In this week’s issue of New York, TIME has chosen the most extraordinary stories about life on other worlds: a tiny, sunlit island in the Indian Ocean that’s not exactly known for its exotic wildlife; the strange life of a whale that lives in a giant tank on the ocean floor; the tiny town of Poona, in Indonesia, where the local mayor thinks he can cure his own cancer; and the oddball life of the small island of Tanna, off the coast of New Zealand.
A life as strange as it is beautiful is TIME’s weekly roundup of the most amazing stories.
“It is truly amazing to be a human being in a world that is so strange and unfamiliar,” says Mark Lohman, the TIME editor-in-chief and the author of the book Life on Other Worlds: An Anthropologist Looks at the Wildest Places in the World.

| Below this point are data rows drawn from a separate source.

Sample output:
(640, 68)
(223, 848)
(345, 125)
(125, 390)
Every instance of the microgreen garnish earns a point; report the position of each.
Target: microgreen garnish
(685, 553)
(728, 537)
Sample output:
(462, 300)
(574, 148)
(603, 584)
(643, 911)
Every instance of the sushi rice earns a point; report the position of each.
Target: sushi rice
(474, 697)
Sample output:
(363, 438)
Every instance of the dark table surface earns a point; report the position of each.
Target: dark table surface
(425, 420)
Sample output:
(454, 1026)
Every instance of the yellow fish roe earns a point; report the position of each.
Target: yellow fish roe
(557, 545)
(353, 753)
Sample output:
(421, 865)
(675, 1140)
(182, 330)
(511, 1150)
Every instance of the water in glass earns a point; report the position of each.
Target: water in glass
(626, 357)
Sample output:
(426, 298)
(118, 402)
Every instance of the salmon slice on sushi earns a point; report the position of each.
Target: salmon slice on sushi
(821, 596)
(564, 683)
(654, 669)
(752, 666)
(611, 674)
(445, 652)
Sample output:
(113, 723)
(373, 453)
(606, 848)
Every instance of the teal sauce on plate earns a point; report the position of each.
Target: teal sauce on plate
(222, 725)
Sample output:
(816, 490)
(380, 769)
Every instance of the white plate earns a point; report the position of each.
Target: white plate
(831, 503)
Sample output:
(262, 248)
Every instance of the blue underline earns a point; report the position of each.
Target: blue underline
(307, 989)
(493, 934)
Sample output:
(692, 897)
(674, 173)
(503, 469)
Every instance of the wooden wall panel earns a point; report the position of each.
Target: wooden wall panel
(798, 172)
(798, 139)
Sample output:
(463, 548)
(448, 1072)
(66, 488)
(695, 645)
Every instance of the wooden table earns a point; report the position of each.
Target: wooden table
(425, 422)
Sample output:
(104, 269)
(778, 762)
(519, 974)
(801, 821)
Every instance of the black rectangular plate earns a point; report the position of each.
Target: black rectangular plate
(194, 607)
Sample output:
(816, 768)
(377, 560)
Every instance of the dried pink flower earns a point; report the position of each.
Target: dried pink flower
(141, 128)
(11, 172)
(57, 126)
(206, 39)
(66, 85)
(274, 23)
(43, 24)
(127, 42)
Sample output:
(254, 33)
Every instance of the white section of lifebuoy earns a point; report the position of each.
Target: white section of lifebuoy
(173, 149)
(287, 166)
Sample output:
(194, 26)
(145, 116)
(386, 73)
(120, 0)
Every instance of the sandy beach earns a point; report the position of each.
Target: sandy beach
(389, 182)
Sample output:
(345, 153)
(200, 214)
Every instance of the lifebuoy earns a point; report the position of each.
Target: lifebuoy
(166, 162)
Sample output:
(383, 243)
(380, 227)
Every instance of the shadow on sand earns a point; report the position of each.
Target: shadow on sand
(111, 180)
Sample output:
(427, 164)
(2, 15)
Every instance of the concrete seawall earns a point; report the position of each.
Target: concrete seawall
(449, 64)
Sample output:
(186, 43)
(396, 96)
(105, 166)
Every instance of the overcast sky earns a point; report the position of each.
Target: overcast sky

“I find myself constantly thinking about this new world I live in and its people, and its strange inhabitants.”
In a life that seems too alien and alienating to be real, there’s an innate sense of humor, too.
When I visited Tanna on a recent day, I discovered I was wearing a very cute tuxedo, as if I were going to make a quick escape.
A few days earlier, I had arrived on Tanna by boat from Hawaii and was staying with a friend on the island, which was known to have its own native birds, turtles, and other marine life.
I had spent my entire life on the other side of the world, but on Tana, I was completely alone.
But as my friend and I got settled, we noticed a small island in its natural habitat, where it was easy to see that the locals were all around us.
“We are all in the same boat,” I said.
“What are you doing on this island?”
“You are doing nothing.
Just watching the ocean,” my friend responded.
“How is that?”
“I’m not sure, but we don’t see much of the other world,” I replied.
“But what about this island?
Is it a new place?”
“It’s not like that,” my host said.
As I looked around, I could see a lot of other people, but none of them seemed to have any idea where I was.
I asked if they knew where I could go.
“They say there are no roads,” my guest said.
The island looked like an empty landscape.
I felt like an outsider on an alien world.
“Where are the roads?”
“Nothing,” my hosts said.
After a moment, one of them said, “You can go down the river to the island.”
I asked, “Where?”
“There are no cars.”
After a few moments of confusion, they said, “‘The river,’ huh?”
“Oh, that’s right.
There’s no river in the world,” my guests said.
They were right.
The road leading to the Island was a steep one, and I had to get my bearings before we could go down.
But I knew I could just keep going.
I walked a bit, then a bit further, and a bit farther, until I came to a small, flat beach, which looked like it might be inhabited.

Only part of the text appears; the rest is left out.